A importância das actividades lúdicas na Educação Infantil: Implicações para o desenvolvimento holístico e a construção da identidade cultural

Segundo Roa e Filho (2022, p. 11), “o desenvolvimento do processo educativo em contexto institucional e comunitário é concebido como um processo em espiral e contínuo que, na medida em que permite à criança avançar no seu processo de crescimento e desenvolvimento”, contribui para a realização de diversas acções que antes não era capaz de fazer, tendo como base o enfoque lúdico como actividade fundamental nesta etapa. Sob esta perspectiva, a importância das actividades lúdicas na Educação de Infantil, consubstancia-se na formação integral (Bruner, 2015). As actividades lúdicas possuem fortes implicações nas seguintes esferas do desenvolvimento do indivíduo:

a) Desenvolvimento motor

O desenvolvimento motor é definido como a alteração contínua do comportamento do indivíduo ao longo da vida, efectuado por meio da relação entre as necessidades biológicas e as condições do ambiente em que se encontra o ser (Gallahue et al., 2013; Niles & Socha, 2014). Segundo o Decreto Presidencial 129/17 de 16 de junho, que aprova o Estatuto do Subsistema de Educação de Infância de Angola, é necessário prover à estimulação da criança através de actividades lúdicas e jogos, no sentido de exercitar a sua capacidade motora, fazer descobertas e iniciar o processo de literacia.
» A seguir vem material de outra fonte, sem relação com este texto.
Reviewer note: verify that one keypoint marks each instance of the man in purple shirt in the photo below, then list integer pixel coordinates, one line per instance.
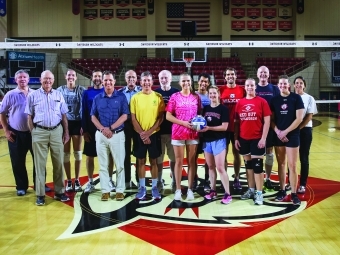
(46, 109)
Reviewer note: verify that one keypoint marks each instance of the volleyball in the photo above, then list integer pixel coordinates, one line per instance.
(198, 122)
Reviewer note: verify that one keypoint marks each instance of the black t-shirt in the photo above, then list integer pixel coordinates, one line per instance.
(284, 109)
(215, 116)
(166, 125)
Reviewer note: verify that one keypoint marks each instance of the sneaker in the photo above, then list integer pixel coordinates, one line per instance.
(212, 194)
(21, 192)
(301, 190)
(105, 196)
(160, 185)
(190, 195)
(178, 195)
(206, 186)
(295, 199)
(61, 197)
(40, 200)
(237, 184)
(119, 196)
(280, 196)
(258, 199)
(69, 187)
(268, 184)
(89, 188)
(77, 186)
(247, 195)
(226, 199)
(141, 193)
(112, 186)
(155, 193)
b) Desenvolvimento cognitivo

Varela (2012), define o termo “cognição” como a capacidade humana de entender, julgar e interpretar o mundo. Por outro lado, o desenvolvimento cognitivo é a relação entre os processos pelos quais os seres humanos passam para que estas capacidades se efectivem.

No contexto da actividade lúdica, o educador tem consciência do valor dos jogos para o desenvolvimento cognitivo e afetivo da criança. A criança gosta de brincar, uma vez que o brincar em si mesmo exerce um papel importante no seu bem-estar e desenvolvimento, pois brincando as crianças aprendem, desenvolvem-se, experimentam e interagem, relacionam as suas vivências, observam, estabelecendo relações essenciais à construção do seu conhecimento, ou seja, a sua aprendizagem ocorre de modo significativo (Delvalle et al., 2021).

c) Desenvolvimento emocional e social

Para Vygotsky (1998), o desenvolvimento sociocognitivo decorre das trocas entre parceiros sociais através de processos de interacção e mediação. As aprendizagens fazem parte do processo de desenvolvimento emocional e social, dado que todo o processo educativo se desenvolve numa sociedade, a que pertence e para a qual deve contribuir, fazendo um percurso participativo no encontro das crianças com as crianças e das crianças com os adultos (Clérigo et al., 2021).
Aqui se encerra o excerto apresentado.